Editor • Poet • Travel Writer

Yelapa

On the Road Again!

Strange! I meant to post this short piece back in early January and somehow it fell through the cracks, sitting here on WordPress as a lonely, forgotten draft.

It’s great to be traveling after a long hiatus! And adding to my blog.

We are in Mexico for ten days. Next month we’ll be going to Cambodia and Vietnam, and we are planning on at least two more international trips this year, dates and destinations TBD.

This week we’re in Yelapa, where I’ll be in a writing workshop and Yvonne will be hanging on the beach or volunteering at a local library for kids (we will do things together in the afternoons). After that we’ll spend three nights in Puerto Vallarta, then home again.

We arrived in Yelapa this morning by water taxi. On the way here, the chunky, six-year-old English boy sitting in front of me got sick and threw up all over. The driver stopped the boat and handed his mother a mop, which she used to clean up the mess on the floor and on the bench. The boy stood up and somehow he’d even gotten it all over the back of his shirt. Fortunately there was no wind or she would have been mopping it off of my face. I thought it was funny, but we wondered how long it would be before the stranger sitting next to him would agree.

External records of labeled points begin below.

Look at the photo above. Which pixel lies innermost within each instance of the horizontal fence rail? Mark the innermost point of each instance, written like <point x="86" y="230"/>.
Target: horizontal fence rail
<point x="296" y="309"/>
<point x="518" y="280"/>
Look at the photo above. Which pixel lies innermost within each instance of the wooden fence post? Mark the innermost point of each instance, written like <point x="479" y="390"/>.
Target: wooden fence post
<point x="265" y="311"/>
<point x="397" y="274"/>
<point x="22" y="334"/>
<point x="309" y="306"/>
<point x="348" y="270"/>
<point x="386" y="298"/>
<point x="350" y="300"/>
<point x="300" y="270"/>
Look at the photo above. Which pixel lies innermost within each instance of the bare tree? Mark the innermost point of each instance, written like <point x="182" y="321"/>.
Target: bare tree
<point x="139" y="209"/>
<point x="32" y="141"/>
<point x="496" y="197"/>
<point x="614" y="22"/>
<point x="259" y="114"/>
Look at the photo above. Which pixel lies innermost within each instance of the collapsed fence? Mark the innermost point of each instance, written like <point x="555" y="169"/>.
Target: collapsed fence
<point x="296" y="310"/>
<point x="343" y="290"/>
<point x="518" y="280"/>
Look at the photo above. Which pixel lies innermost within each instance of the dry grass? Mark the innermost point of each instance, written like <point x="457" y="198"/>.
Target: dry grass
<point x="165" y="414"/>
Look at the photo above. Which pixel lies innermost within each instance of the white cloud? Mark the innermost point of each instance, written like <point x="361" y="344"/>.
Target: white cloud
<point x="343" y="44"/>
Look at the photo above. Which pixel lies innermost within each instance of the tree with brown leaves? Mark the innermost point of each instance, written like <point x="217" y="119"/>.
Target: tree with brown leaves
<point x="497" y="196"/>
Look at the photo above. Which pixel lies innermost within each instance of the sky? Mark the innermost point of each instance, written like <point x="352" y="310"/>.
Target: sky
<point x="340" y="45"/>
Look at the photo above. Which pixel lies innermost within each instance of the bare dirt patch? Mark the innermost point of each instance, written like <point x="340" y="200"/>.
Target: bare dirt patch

We’re staying in a beautiful apartment right on the beach. This is the view from our room:

We walked up and down the hilly paths this afternoon. What’s nice about Yelapa is that there’s a real village with friendly people who offer a pleasant ¡buenos tardes! and a smile. Even the dog and cat that passed us in the opposite direction were mellow, unconcerned with us or each other. The only upset I saw was a squawking rooster running down the road with wings outstretched, followed by a man carrying a frying pan.

Where we are staying, which is on the other end of the beach from the all of the day-tripper thatched-roof bars and beach umbrellas, no one is aggressively pushing their wares. We do want to keep an eye out for the Pie Lady though.

Well, off to dinner and margaritas!

Volunteering in Yelapa, Mexico

Students from the 6th grade class at Escuela Primaria Juan de la Barrera waited eagerly for me to begin reading them a story. Aline Shapiro, an American librarian whose dream had been to build a children’s library at the school, introduced me as a guest reader from California and handed me a book entitled Coyote: Un cuento folclòrico del sudoeste de Estados Unidos. I was a little nervous as it was my first time reading a book aloud in Spanish. In the middle of the story, after stumbling over just a few words, I asked the children “Me comprenden? Do you understand me? I was happy to hear them answer “Si.”